There’s also been demand for the bots in Studio City, Burbank and the San Fernando Valley, according to Rash.
“A lot of the markets that we go into have been telling us they can’t hire enough people to do the deliveries and to continue to grow at the pace that customers want,” Rash said. “There’s quite a lot of area in Los Angeles that we can still cover.”
The bots already operate in Chicago, Miami and Helsinki, Finland. Last month, they arrived in Jersey City, N.J.
Late last year, Coco announced a partnership with DashMart, DoorDash’s delivery-only online store. The partnership allows Coco bots to deliver fresh groceries, electronics and household essentials as well as hot prepared meals.
With the release of Coco 2, the company is eyeing faster deliveries using bike lanes and road shoulders as opposed to just sidewalks, in cities where it’s safe to do so. Coco 2 can adapt more quickly to new environments and physical obstacles, the company said.
Zach Rash, co-founder and CEO of Coco.
(Kayla Bartkowski/Los Angeles Times)
Coco 2 is designed to operate autonomously, but there will still be human oversight in case the robot runs into trouble, Rash said. Damaged sidewalks or unexpected construction can stop a bot in its tracks.

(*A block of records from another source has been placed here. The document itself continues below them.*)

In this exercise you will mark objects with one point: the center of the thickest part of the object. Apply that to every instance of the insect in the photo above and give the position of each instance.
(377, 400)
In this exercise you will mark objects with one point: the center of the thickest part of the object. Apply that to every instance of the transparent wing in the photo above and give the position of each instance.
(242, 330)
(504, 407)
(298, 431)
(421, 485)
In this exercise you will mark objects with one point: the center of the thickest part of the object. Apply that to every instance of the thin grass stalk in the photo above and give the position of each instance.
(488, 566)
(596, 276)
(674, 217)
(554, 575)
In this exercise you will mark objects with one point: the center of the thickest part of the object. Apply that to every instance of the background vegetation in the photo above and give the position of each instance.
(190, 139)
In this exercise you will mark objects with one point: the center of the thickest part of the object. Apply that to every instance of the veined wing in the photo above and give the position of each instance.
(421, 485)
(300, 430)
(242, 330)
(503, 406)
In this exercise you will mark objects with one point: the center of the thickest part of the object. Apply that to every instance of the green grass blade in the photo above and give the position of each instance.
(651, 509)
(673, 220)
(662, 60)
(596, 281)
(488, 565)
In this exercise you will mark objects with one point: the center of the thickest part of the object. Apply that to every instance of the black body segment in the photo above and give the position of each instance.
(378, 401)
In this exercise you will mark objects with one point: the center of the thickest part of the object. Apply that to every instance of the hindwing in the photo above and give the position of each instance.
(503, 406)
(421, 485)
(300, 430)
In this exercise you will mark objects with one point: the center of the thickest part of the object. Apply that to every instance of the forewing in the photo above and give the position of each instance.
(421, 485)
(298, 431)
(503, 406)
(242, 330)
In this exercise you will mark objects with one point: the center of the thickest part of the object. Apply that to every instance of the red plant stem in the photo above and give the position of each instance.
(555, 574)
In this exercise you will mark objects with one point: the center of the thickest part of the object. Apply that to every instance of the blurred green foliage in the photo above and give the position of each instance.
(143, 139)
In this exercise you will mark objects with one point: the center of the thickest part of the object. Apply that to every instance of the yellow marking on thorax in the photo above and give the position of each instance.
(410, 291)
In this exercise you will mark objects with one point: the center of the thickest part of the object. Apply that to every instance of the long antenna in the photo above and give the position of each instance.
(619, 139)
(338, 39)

The need for human supervision has created a new field of jobs for Angelenos.
Though there have been reports of pedestrians bullying the robots by knocking them over or blocking their path, Rash said the community response has been overall positive. The bots are meant to inspire affection.
“One of the design principles on the color and the name and a lot of the branding was to feel warm and friendly to people,” Rash said.
Coco plans to add thousands of bots to its fleet this year. The delivery service got its start as a dorm room project in 2020, when Rash was a student at UCLA. He co-founded the company with fellow student Brad Squicciarini.
The Santa Monica-based company has completed more than 500,000 zero-emission deliveries and its bots have collectively traveled around 1 million miles.
Coco chooses neighborhoods to deploy its bots based on density, prioritizing areas with restaurants clustered together and short delivery distances as well as places where parking is difficult.
The robots can relieve congestion by taking cars and motorbikes off the roads. Rash said there is so much demand for delivery services that the company’s bots are not taking jobs from human drivers.
Instead, Coco can fill gaps in the delivery market while saving merchants money and improving the safety of city streets.
“This vehicle is inherently a lot safer for communities than a car,” Rash said. “We believe our vehicles can operate the highest quality of service and we can do it at the lowest price point.”